Argentina and Mexico

In Argentina, the UNISG party will tour the province of Buenos Aires, meeting journalist Soledad Barutti, author of Malcomidos, in which she criticizes the industrial production methods that are affecting food in the country; Diego Felix, creator of “Colectivo Felix”, an example of young, sustainable, mobile cooking in the city itself; and Angi Ferrazzini, one of the founders of the “Sabe la Terra” earth market in the suburb of Tigre. The students will also visit the Anna Park family farm, which produces organic yerba mate, and Ferias Francas farmers’ markets.

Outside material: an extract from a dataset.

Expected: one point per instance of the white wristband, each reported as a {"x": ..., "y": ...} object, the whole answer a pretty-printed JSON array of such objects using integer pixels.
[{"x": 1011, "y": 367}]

The Mexican party will explore traditionally cultivated and irrigated agrosystems, attend lectures on the local gastronomy, meet some of the new stars of Mexican haute cuisine and visit the pre-Colombian ruins at Teotihuacan. They will also be taken round amaranth plantations by members of a producers’ community, who will explain recovery and cultivation techniques, highlighting the nutritional value of the leaves and the grains of the plant.

 

Israel

First stop on the trip to Israel, a new destination for the UNISG, will be La Terra Promessa, Sandro and Irit Pellegrini’s winery in Kibbutz Gat. The students will then spend two days in the Negev desert region, where they will visit the Kornmehl Farm dairy. After traveling to Jerusalem, following a stopover on the Dead Sea, they will meet chef Moshe Basson. In the Judaean hills they will visit: the Kaima organic farm specialized in social rehabilitation schemes for deprived young people, at Moshav Beit Zait, the Sataf nature reserve and Shai Selzer’s craft dairy. The third part of the trip will take in the northern region of Upper Galilee and will come to an end in Tel Aviv.